Ich habe mal einen Film gesehen, der von einem Schriftsteller in Paris handelte, der keinen kommerziellen Erfolg hatte, aber stur weitergearbeitet hat. Und am Ende liegt er in seinem alten Anzug auf dem Gehweg und die Menschen gehen an ihm vorbei, manchmal gibt es einen kurzen Seitenblick, aber am Ende ist er vergessen und unwichtig. Dass er so fest an seinem bedingungslosen Schriftstellerdasein festgehalten hat, hat ihm wenig gebracht am Ende. Na ja, aber das ist eben meine Horrorvision. Hoffen wir, dass ich nicht so ende. (lacht) Aber kannst du mir bitte eine Frage stellen, auf die ich eine leichtere, lustigere Antwort geben kann? Das Gespräch kann doch nicht so enden. Irgendwas mit Welpen und Hoffnung, vielleicht.

(lacht) Ich wollte schon sagen, dass du es mir echt schwer machst, ein versöhnliches Ende zu finden…

Im echten Leben gibt es ja meistens eben nicht so konkrete Enden, mal abgesehen vom Ende-Ende, dem Tod, da sind die Enden auch immer Anfänge. Das Leben ist kein Spielfilm, sondern eher ein serielles Format. Ich glaube – Vorsicht, jetzt wird’s kitschig! – an diese Kraft von Neu-Anfängen, der Möglichkeit, sich nach Rückschlägen und Enttäuschungen neu zu erfinden, wieder anzufangen. Mit 20 und mit 40 und sogar mit 70, wenn man so lange durchhält.

Ich fände es aber auch nicht schlimm, wenn es so endete. Du hast nun mal diese Ängste.

Nein, nein, so soll es nicht enden, es soll ein hoffnungsvoller Cliffhanger sein darauf, wie es wohl weitergeht mit mir.

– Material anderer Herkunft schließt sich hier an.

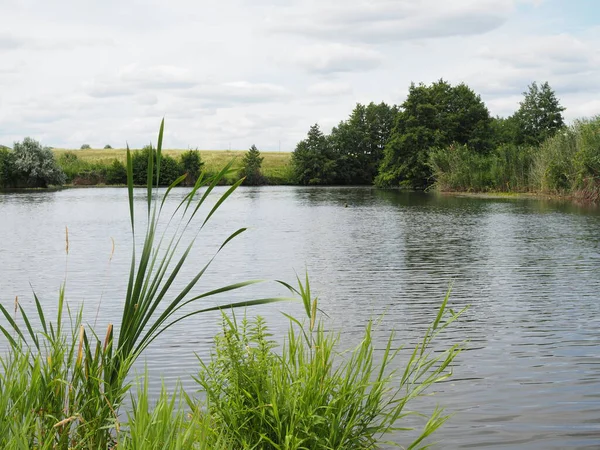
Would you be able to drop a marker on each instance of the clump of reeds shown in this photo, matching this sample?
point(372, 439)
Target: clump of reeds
point(63, 386)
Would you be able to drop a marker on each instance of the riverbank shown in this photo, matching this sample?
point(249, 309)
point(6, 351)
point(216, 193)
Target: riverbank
point(558, 198)
point(93, 166)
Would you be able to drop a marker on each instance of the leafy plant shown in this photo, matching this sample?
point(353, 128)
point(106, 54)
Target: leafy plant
point(7, 168)
point(251, 170)
point(308, 395)
point(116, 173)
point(192, 164)
point(35, 165)
point(75, 382)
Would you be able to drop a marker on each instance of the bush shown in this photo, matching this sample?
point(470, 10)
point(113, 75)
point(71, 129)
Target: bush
point(116, 173)
point(251, 170)
point(191, 163)
point(7, 168)
point(459, 168)
point(170, 169)
point(35, 165)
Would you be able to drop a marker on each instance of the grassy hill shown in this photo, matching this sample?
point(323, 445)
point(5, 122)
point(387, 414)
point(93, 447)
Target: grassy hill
point(275, 166)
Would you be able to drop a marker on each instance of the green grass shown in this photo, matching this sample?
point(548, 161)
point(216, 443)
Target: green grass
point(275, 167)
point(565, 165)
point(63, 384)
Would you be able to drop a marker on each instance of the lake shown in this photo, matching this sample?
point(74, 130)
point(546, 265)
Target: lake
point(530, 269)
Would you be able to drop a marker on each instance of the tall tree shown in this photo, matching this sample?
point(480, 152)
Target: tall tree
point(313, 161)
point(358, 142)
point(432, 116)
point(539, 115)
point(252, 164)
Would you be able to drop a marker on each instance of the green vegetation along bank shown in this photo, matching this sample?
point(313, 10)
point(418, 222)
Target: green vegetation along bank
point(441, 137)
point(31, 165)
point(64, 385)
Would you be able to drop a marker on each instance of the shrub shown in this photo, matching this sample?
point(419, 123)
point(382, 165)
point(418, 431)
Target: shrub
point(7, 168)
point(170, 169)
point(192, 164)
point(35, 165)
point(251, 170)
point(116, 173)
point(66, 385)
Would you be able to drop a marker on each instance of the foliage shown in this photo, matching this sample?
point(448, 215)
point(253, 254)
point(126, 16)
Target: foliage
point(306, 395)
point(251, 167)
point(170, 168)
point(313, 160)
point(358, 142)
point(35, 165)
point(433, 116)
point(569, 162)
point(458, 168)
point(62, 387)
point(116, 173)
point(504, 130)
point(192, 164)
point(7, 168)
point(539, 116)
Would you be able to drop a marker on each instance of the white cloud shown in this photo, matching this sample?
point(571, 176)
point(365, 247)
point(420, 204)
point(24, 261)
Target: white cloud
point(239, 72)
point(329, 89)
point(331, 58)
point(393, 20)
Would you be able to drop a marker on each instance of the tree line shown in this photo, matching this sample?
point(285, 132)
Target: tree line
point(30, 165)
point(392, 146)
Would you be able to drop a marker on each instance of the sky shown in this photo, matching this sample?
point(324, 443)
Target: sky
point(233, 73)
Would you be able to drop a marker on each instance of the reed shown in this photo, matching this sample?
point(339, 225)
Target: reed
point(77, 380)
point(63, 386)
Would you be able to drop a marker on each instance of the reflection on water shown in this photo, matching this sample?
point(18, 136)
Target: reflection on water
point(530, 269)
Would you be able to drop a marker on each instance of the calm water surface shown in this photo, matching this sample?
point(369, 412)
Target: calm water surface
point(529, 269)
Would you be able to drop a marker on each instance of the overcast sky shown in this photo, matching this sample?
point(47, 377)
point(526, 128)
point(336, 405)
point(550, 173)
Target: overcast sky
point(241, 72)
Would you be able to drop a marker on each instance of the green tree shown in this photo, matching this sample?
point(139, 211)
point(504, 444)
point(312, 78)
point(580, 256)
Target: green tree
point(358, 142)
point(192, 163)
point(116, 173)
point(170, 168)
point(504, 130)
point(251, 170)
point(432, 117)
point(35, 166)
point(7, 167)
point(539, 115)
point(313, 161)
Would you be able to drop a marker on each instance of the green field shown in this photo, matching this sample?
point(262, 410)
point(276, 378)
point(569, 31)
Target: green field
point(275, 166)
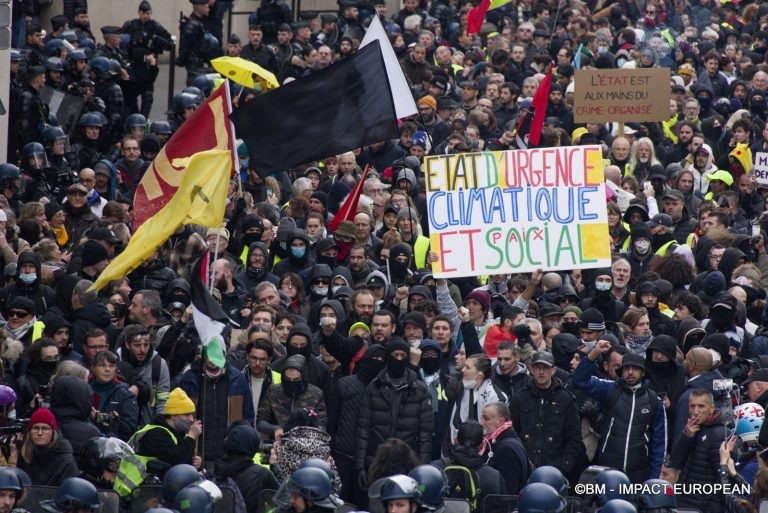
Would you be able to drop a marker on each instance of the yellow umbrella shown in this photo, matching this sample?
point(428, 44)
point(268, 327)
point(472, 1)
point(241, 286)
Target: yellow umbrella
point(245, 73)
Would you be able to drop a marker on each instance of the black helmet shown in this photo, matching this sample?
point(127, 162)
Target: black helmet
point(101, 66)
point(193, 499)
point(400, 487)
point(9, 172)
point(617, 506)
point(91, 119)
point(654, 495)
point(612, 481)
point(540, 498)
point(34, 157)
point(204, 83)
point(311, 483)
point(135, 121)
point(9, 480)
point(178, 477)
point(551, 476)
point(432, 484)
point(160, 128)
point(74, 494)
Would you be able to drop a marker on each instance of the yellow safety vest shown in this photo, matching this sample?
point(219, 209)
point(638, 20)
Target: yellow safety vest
point(420, 250)
point(133, 468)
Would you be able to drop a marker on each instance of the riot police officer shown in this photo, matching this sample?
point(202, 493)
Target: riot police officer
point(197, 47)
point(146, 40)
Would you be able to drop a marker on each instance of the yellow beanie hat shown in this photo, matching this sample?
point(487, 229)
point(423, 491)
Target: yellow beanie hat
point(179, 403)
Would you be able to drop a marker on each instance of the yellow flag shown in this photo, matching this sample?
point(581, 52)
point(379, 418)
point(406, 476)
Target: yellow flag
point(200, 199)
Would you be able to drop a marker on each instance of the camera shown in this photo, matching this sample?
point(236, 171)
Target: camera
point(104, 417)
point(266, 452)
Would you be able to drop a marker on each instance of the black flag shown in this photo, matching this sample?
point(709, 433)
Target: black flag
point(345, 106)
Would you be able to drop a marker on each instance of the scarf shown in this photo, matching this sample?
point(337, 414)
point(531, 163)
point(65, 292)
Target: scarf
point(490, 438)
point(62, 237)
point(638, 343)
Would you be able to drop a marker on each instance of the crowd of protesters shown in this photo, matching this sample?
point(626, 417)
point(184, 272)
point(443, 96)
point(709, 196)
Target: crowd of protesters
point(343, 346)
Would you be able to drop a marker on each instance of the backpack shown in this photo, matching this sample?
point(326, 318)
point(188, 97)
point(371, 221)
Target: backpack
point(462, 483)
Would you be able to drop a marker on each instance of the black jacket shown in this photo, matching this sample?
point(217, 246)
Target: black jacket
point(548, 423)
point(507, 455)
point(698, 459)
point(389, 413)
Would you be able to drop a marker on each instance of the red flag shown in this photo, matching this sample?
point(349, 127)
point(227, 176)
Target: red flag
point(348, 210)
point(208, 128)
point(539, 104)
point(476, 16)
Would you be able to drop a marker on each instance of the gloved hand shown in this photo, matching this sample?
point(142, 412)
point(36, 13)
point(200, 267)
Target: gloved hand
point(523, 334)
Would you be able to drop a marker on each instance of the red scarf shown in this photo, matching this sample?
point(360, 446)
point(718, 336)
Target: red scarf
point(491, 437)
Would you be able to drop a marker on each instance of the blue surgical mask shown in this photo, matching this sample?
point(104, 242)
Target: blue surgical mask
point(28, 278)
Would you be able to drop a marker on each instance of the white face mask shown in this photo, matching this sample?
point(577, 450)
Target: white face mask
point(642, 246)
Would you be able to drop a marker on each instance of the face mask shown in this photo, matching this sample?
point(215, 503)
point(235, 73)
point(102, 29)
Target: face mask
point(213, 374)
point(570, 326)
point(430, 365)
point(294, 388)
point(28, 278)
point(602, 286)
point(182, 426)
point(395, 368)
point(250, 238)
point(642, 246)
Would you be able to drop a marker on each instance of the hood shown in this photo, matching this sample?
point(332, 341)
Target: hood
point(341, 316)
point(564, 345)
point(320, 271)
point(343, 272)
point(665, 345)
point(729, 262)
point(71, 398)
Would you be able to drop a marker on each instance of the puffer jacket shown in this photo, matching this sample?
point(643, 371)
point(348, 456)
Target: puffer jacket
point(71, 400)
point(386, 412)
point(549, 426)
point(343, 413)
point(301, 443)
point(698, 459)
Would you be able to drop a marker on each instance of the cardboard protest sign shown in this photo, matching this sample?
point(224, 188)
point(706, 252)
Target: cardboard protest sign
point(760, 170)
point(515, 211)
point(621, 95)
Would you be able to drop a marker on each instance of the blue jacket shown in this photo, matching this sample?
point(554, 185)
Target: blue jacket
point(601, 390)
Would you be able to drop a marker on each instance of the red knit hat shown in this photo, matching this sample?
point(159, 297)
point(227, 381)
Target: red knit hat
point(43, 416)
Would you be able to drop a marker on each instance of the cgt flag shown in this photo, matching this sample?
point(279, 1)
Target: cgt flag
point(208, 128)
point(345, 106)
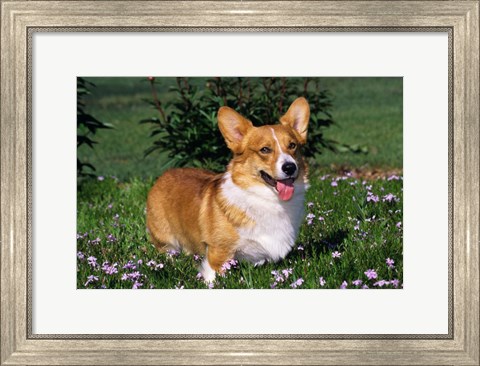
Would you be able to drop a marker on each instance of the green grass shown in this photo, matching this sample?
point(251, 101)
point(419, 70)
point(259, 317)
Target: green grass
point(111, 212)
point(365, 233)
point(367, 112)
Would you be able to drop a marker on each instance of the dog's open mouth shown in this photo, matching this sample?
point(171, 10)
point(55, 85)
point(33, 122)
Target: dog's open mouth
point(285, 187)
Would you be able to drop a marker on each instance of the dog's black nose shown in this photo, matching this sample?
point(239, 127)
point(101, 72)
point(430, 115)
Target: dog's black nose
point(289, 168)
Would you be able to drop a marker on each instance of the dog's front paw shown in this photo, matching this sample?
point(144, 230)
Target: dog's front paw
point(207, 272)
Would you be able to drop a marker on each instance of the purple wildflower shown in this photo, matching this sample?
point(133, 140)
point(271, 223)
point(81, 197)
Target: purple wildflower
point(135, 275)
point(310, 218)
point(92, 261)
point(151, 263)
point(395, 283)
point(336, 254)
point(137, 285)
point(287, 272)
point(94, 241)
point(91, 279)
point(129, 265)
point(297, 283)
point(109, 269)
point(357, 282)
point(389, 198)
point(111, 238)
point(371, 274)
point(173, 253)
point(390, 263)
point(372, 197)
point(381, 283)
point(278, 276)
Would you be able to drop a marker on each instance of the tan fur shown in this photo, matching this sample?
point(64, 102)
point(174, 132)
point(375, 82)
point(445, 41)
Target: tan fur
point(186, 208)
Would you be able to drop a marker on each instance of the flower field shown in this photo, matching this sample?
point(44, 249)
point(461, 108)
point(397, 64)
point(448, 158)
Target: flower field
point(351, 238)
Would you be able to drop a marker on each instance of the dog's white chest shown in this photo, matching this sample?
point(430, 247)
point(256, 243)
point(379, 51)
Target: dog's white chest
point(276, 222)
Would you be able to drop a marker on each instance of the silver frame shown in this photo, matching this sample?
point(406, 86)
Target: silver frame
point(20, 19)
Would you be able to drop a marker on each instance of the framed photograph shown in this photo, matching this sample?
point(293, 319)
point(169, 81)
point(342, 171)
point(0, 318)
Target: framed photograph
point(382, 260)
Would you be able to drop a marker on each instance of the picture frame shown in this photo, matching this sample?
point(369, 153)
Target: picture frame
point(20, 19)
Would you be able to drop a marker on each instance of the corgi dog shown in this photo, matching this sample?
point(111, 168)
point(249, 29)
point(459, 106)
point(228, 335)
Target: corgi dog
point(252, 211)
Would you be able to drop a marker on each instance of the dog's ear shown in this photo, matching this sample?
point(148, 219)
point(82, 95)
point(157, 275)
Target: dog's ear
point(297, 117)
point(233, 127)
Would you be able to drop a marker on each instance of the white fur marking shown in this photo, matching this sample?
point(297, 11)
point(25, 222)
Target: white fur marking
point(282, 159)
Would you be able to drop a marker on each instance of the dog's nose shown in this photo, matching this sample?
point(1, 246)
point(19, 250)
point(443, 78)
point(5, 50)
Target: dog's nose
point(289, 168)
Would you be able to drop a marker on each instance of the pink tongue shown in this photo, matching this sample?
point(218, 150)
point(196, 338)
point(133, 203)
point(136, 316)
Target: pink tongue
point(285, 189)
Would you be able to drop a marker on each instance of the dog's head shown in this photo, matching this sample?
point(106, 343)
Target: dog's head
point(268, 155)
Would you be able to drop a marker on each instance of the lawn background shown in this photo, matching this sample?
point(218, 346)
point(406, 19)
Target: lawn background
point(355, 225)
point(367, 112)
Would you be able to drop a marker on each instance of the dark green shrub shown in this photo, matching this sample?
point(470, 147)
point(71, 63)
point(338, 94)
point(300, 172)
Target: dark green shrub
point(186, 127)
point(87, 125)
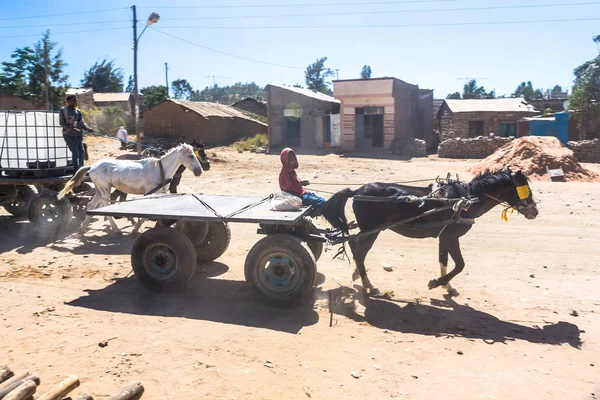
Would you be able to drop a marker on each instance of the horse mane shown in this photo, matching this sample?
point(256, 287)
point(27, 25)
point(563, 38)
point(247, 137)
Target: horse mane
point(491, 177)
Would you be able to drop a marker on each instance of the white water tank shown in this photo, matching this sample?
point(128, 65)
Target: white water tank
point(32, 139)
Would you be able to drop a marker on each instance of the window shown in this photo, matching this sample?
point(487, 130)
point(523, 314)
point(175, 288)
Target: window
point(476, 128)
point(507, 130)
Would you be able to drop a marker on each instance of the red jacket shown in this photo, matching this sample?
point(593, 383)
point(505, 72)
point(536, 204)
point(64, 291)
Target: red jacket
point(288, 180)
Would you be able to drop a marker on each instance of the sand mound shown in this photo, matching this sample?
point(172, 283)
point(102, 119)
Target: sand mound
point(532, 154)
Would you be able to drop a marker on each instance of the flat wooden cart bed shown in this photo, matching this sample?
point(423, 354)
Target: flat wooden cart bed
point(193, 228)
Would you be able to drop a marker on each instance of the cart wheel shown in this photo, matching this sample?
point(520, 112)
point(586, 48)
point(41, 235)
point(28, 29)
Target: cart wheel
point(316, 247)
point(48, 215)
point(215, 243)
point(19, 207)
point(281, 268)
point(163, 259)
point(195, 230)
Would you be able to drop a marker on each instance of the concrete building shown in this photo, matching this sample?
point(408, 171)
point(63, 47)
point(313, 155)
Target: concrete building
point(383, 113)
point(252, 105)
point(480, 117)
point(302, 118)
point(215, 124)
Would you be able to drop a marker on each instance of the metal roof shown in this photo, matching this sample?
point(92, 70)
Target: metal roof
point(77, 91)
point(490, 105)
point(111, 97)
point(308, 93)
point(208, 110)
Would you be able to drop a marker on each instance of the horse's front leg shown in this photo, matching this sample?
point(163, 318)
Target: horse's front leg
point(359, 249)
point(449, 245)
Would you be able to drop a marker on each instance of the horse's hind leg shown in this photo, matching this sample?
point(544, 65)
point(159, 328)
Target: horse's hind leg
point(443, 257)
point(452, 246)
point(360, 248)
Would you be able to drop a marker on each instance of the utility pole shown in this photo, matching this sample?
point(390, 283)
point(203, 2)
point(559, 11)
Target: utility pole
point(214, 77)
point(167, 78)
point(46, 73)
point(136, 95)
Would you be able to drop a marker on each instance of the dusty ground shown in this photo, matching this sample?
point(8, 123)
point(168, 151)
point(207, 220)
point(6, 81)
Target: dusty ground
point(510, 334)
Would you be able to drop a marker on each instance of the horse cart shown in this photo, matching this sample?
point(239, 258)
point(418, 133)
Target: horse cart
point(35, 163)
point(194, 228)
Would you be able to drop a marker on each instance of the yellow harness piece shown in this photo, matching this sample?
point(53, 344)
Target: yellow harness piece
point(523, 192)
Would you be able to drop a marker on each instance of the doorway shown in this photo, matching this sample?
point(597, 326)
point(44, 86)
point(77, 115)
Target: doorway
point(369, 127)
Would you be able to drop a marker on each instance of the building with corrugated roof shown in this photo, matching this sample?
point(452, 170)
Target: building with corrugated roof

Du könnest beispielsweise sagen, dass du jetzt Schluss machen musst, weil du gerade von diesem süßen Typen aus dem Kino eine Einladung zum Kaffee bekommen hast.

Nee, ich wollte was Großes über Kunst und das Leben sagen. Nicht über Jungs und Kaffee…

Okay, vielleicht hilft das: trotz all der Ängste und Zweifel machst du weiter?

Ja, ich mache weiter. Und selbst wenn ich noch Grundschullehrerin werde, würde ich weitermachen. In irgendeiner Form werde ich immer Geschichten erzählen und sie aufschreiben oder zeichnen oder singen, weil ich einfach immer so viel erzählen will. Eigentlich glaube ich fest daran, dass sich der Erfolg eines Menschen – also, wenn er auf dem Sterbebett liegt oder auf der Straße, weil er überraschend von einem Auto erfasst wurde – darin abzeichnet, ob er ganz zufrieden und glücklich war. Die Menschen, die ich am meisten verehre, sind ja eh die, die abgesehen von dem, was sie so beruflich schaffen, ein selbstbestimmtes Leben führen und großherzig sind und andere inspirieren – ob jetzt auf künstlerische oder persönliche Weise. Am Ende kann man gar nicht so richtig scheitern, wenn man sich und seinen Idealen treu bleibt. Und sich und anderen gegenüber kein Arschloch ist.